Читать книгу Fake Face - Rita M.Arane - Страница 6
DREI JAHRE SPÄTER
ОглавлениеSie betrachtete das Meer aus Grabsteinen. Dieser Friedhof schien endlos zu sein und die Zeit schien still zu stehen. Schon seit Monaten war sie mit ihrem Wagen unterwegs. Zufällig hatte sie diesen abgelegenen Ort entdeckt. Eine alte rotweiße Steinmauer umgab den Friedhof, und das alte, rostige Eingangstor stand offen. Rechts und links säumten Feldahorne die bepflasterten Wege. Sie atmete tief ein. In der Luft lag noch der Winter, der sich allmählich verabschiedete. Kleine Knospen füllten langsam die Sträucher und Bäume. Das noch zaghafte Grün der Gräser und Sprossen schien leicht durch die eiskalte Bodendecke entlang der Granitumfassungen der Gräber. Die Sonne blitzte durch die Lücken der Wolkendecke und die Sonnenstrahlen spiegelten sich glitzernd auf den glatten Grabsteinoberflächen. Das ruhige Rauschen des Windes beruhigte sie.

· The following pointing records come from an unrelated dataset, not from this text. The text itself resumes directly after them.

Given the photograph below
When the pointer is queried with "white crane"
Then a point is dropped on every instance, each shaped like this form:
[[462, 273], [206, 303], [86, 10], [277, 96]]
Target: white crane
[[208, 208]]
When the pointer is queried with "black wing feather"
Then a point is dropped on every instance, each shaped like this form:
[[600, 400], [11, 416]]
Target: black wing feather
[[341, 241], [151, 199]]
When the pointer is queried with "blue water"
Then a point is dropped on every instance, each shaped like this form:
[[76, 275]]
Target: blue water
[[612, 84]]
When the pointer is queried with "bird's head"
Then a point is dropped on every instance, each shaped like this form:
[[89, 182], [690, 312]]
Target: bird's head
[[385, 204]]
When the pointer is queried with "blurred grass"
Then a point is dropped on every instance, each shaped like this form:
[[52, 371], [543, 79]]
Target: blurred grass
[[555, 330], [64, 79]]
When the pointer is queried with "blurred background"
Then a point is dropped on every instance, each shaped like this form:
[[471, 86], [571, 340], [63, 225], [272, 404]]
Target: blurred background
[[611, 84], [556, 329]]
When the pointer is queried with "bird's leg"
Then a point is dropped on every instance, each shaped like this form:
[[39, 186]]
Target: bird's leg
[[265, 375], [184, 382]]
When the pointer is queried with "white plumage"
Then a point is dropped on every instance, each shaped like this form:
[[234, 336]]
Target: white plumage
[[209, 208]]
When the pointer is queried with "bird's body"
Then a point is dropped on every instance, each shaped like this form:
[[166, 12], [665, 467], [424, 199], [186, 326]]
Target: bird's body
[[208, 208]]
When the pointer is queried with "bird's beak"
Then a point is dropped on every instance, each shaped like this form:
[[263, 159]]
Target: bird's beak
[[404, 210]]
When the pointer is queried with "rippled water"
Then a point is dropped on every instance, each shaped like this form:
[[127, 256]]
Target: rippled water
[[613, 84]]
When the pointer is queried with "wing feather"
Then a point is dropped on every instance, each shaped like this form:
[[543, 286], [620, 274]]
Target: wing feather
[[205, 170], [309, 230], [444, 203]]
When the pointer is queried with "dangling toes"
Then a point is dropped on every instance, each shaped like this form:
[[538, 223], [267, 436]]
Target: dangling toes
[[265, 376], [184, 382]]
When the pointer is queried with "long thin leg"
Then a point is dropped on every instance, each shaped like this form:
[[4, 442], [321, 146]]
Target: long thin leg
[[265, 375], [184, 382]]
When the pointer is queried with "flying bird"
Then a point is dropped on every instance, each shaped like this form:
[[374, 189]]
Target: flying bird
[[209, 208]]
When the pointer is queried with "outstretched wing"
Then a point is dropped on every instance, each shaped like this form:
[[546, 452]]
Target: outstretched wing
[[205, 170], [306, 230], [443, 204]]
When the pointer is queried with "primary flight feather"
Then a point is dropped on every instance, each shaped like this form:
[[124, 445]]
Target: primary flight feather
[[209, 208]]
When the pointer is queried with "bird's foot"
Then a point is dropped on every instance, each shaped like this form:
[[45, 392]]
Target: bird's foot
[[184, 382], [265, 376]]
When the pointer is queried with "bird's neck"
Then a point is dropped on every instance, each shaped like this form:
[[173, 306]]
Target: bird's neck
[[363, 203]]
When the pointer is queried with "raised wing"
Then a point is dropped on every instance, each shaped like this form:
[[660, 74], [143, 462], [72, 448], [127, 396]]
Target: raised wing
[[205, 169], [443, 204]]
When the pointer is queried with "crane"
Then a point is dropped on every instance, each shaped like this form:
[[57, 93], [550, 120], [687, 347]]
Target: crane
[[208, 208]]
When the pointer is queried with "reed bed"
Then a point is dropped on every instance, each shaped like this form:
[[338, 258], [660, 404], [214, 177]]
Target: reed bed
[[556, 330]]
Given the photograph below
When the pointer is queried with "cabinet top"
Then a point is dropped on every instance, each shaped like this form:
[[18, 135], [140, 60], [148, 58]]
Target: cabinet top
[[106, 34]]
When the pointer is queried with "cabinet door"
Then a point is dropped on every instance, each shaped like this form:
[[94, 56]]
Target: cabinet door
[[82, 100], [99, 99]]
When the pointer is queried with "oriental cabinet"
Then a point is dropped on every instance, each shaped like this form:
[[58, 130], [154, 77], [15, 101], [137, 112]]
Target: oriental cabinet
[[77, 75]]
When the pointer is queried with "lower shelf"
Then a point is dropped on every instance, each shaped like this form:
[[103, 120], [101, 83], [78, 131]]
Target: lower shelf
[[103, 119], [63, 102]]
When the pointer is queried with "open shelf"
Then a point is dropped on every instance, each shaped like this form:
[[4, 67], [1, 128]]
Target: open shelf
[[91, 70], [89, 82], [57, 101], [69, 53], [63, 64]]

Der milde Wind strich über ihr langes, dunkelbraunes Haar. Sie genoss die Stille und die Einsamkeit. Es schien, als ob die Natur an diesem Ort ganz besonders viel Wert auf Ruhe legte. Das Zwitschern der Vögel war kaum zu hören. Die Zeit verging wie im Flug. Gleich würde es dunkel werden.
Irgendetwas in ihrem Inneren zwang sie, weiterzuziehen. Sie musste für heute Nacht eine Bleibe finden. Erneut eine Nacht im Auto zu verbringen kam nicht infrage. Sie hatte bereits unzählige Pensionen und Motels angefahren, aber nichts Passendes gefunden. Widerwillig ging sie zu ihrem Wagen zurück. Ihr alter Pick-up war rostig und pfiff aus den letzten Löchern. Einen neuen Wagen konnte sie sich jedoch nicht leisten, denn ihr Erspartes ging langsam, aber sicher zur Neige. Sie musste dringend irgendwie an Geld kommen.
Sie fuhr weiter. Es war bereits dunkel geworden, und sie war unglaublich müde. Bei den immer gleich aussehenden und unwirtlichen Landstraßen in dieser Gegend hatte sie das Gefühl, schon längst die Orientierung verloren zu haben. Zum Glück besaß sie noch eine alte Landkarte. Ihr altes Navigationsgerät hatte schon lange den Geist aufgegeben. Der Akku ließ sich nicht mehr laden.
Unzählige Meilen später entdeckte sie ein vielversprechendes Schild auf der rechten Straßenseite. Sie stoppte den Pick-up. „Zimmer zu vermieten“, stand auf dem Schild. Sie warf einen Blick auf das große Haus gegenüber und verließ ihren Wagen.
Während sie ihre blaue Jeans zurecht zog, rieselten einige Krümel des Sandwiches, das sie kurz zuvor auf der Fahrt gegessen hatte, zu Boden. Dann nahm sie ihren Rucksack und ihre Tasche aus dem Wagen. Ihre mittelgroße alte Tasche warf sie sich mit einem Schwung über ihre rechte Schulter. Da sie nur das Nötigste eingepackt hatte, war die Tasche nicht schwer. Sie hatte möglichst wenig aus ihrem alten Leben mitnehmen wollen. Ihr schwarzer Rucksack baumelte an ihrer linken Hand.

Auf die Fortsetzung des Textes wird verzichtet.